Une nuit en héritage

La théorie de Galois

J’allume la lampe à huile posée sur la table près de mon écritoire, des ombres dansent subitement sur les murs. Je ne peux m’empêcher de trembler malgré la chaleur. J’ai peur, foutu duel…je ne sais pas manier le pistolet, il est trop tard pour apprendre. Je pressens le pire à l’aube, est-ce juste de mourir à 20 ans ? Pourquoi ai-je eu le malheur de m’enticher de cette infâme coquette ? Je reconnais qu’elle m’a bien berné et ma crédulité m’oblige maintenant à défendre son honneur. Ce sont probablement mes dernières heures, personne ne peut plus rien pour moi. On ne devrait jamais savoir sa fin proche… Je me refuse de penser que ma vie n’a servi à rien ! Il me faudrait transmettre au moins mes idées les plus abouties, ce travail ne doit pas avoir été vain. Mais il reste si peu de temps, je suis désespéré, je n’y arriverai jamais.

J’aurais voulu partager mes découvertes, laisser mon empreinte, pour l’éternité ou au moins pour les générations à venir. Annoter mes manuscrits, expliquer ce qui peut l’être, mettre en avant mes arguments : c’est tout ce que je peux faire en si peu de temps. J’ai la peur au ventre, pourtant je sens le sommeil m’envahir, mon corps me trahit…Il me faut tenir à tout prix. Les larmes me montent aux yeux, j’ai de plus en plus de mal à relire mes écrits. Je peine à me concentrer, il faut malgré tout éclaircir mon raisonnement. Je n’avais pas prévu de les faire lire dans cet état… Je me rends compte que je ne pourrai pas développer comme je le voudrais : contraint, j’inscris à la va-vite dans la marge « Je n’ai pas le temps ».

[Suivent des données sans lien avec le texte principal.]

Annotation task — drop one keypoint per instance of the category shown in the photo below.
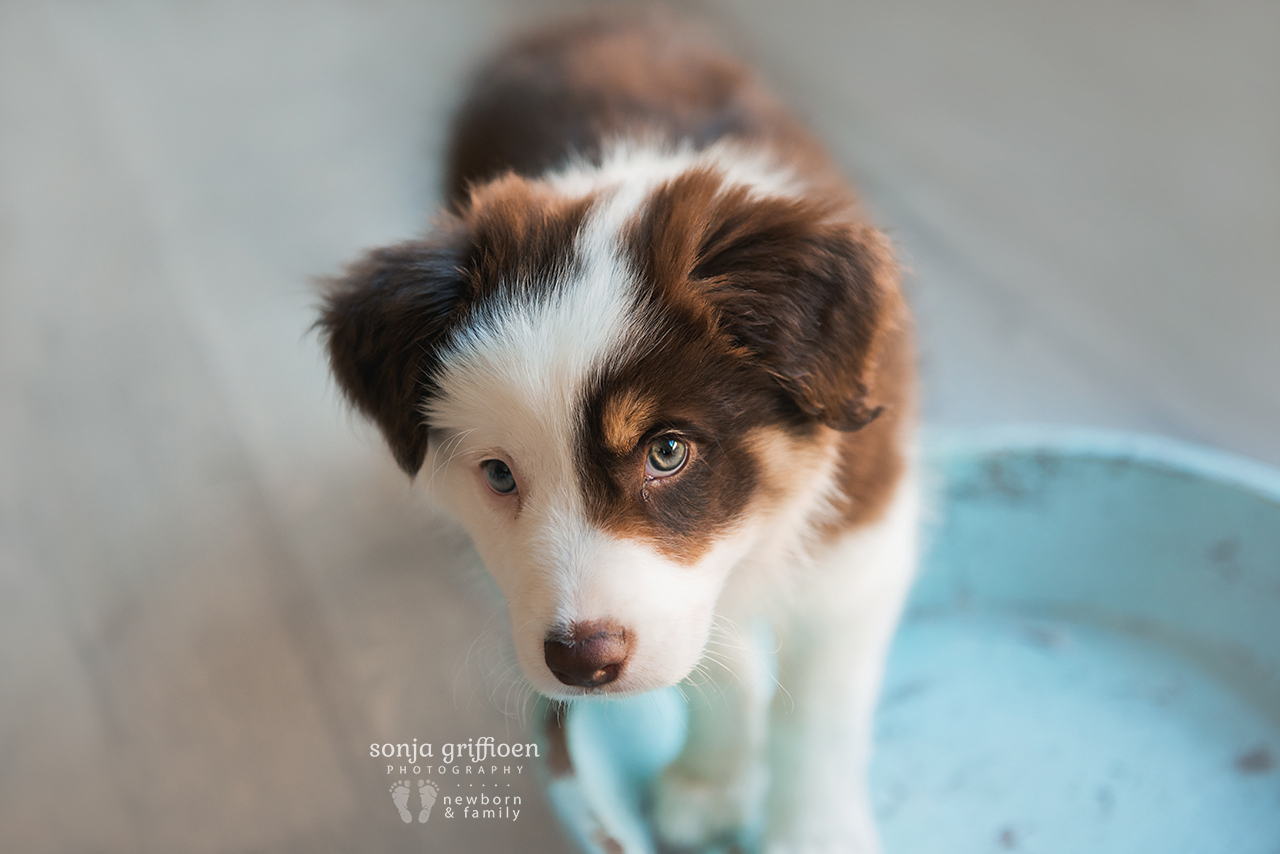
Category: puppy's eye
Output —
(666, 457)
(499, 476)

Mes condisciples doutent de l’existence d’une solution à l’objet de mon travail : trois cents ans d’efforts n’ont pas suffi aux mathématiciens pour la trouver. Cette entreprise a occupé toutes mes pensées pendant trois longues années. Je sais maintenant qu’elle existe et je veux leur prouver qu’ils ont tort. Je ne dois pas laisser mes détracteurs avoir raison de ma postérité. Je devrais détailler mes propos et clarifier ma théorie : le destin en a décidé autrement. On critiquera à nouveau mon manque de clarté. Mais j’espère que mes dernières heures fourniront matière à réflexion à mes condisciples, qu’ils trouveront profit à déchiffrer ces gribouillages. Je me suis souvent hasardé dans ma vie à avancer des propositions dont je n’étais pas sûr. Mais j’ai longuement mûri ces recherches et il me semble tenir là quelque chose d’important. Moi, Évariste Galois, aurais pu accomplir tant de choses à leur côté, ce duel est tellement absurde! Le sort ne m’aura pas donné assez de vie pour que la patrie sache mon nom.

Je suis anéanti, dans à peine une demie-heure j’ai rendez-vous avec mon destin au bord de ce maudit étang. Que Dieu me vienne en aide, je n’ai pu apporter ma pierre à l’édifice des mathématiques. Je dois à présent me résigner à laisser en l’état mes manuscrits. Ma mère, je pense à vous en ces derniers instants, pardonnez-moi ce que je vous fais endurer. Je suis trop jeune pour mourir, que mon œuvre me survive !

1 réflexion sur “Une nuit en héritage”

  1. La nouvelle instant échappe en partie aux règles de la composition des histoires. Le texte s’organise autour d’un instant choisi en fonction de son intensité, de son unicité et de son originalité. Il s’agit le plus souvent d’une rupture, d’une crise, d’une évolution, d’une révélation, d’un basculement, d’une prise de conscience, d’un moment qui marque de son sceau une destinée. Il peut être aussi question d’un moment anodin qui va entraîner une série de conséquences imprévisibles, fâcheuses, inattendues.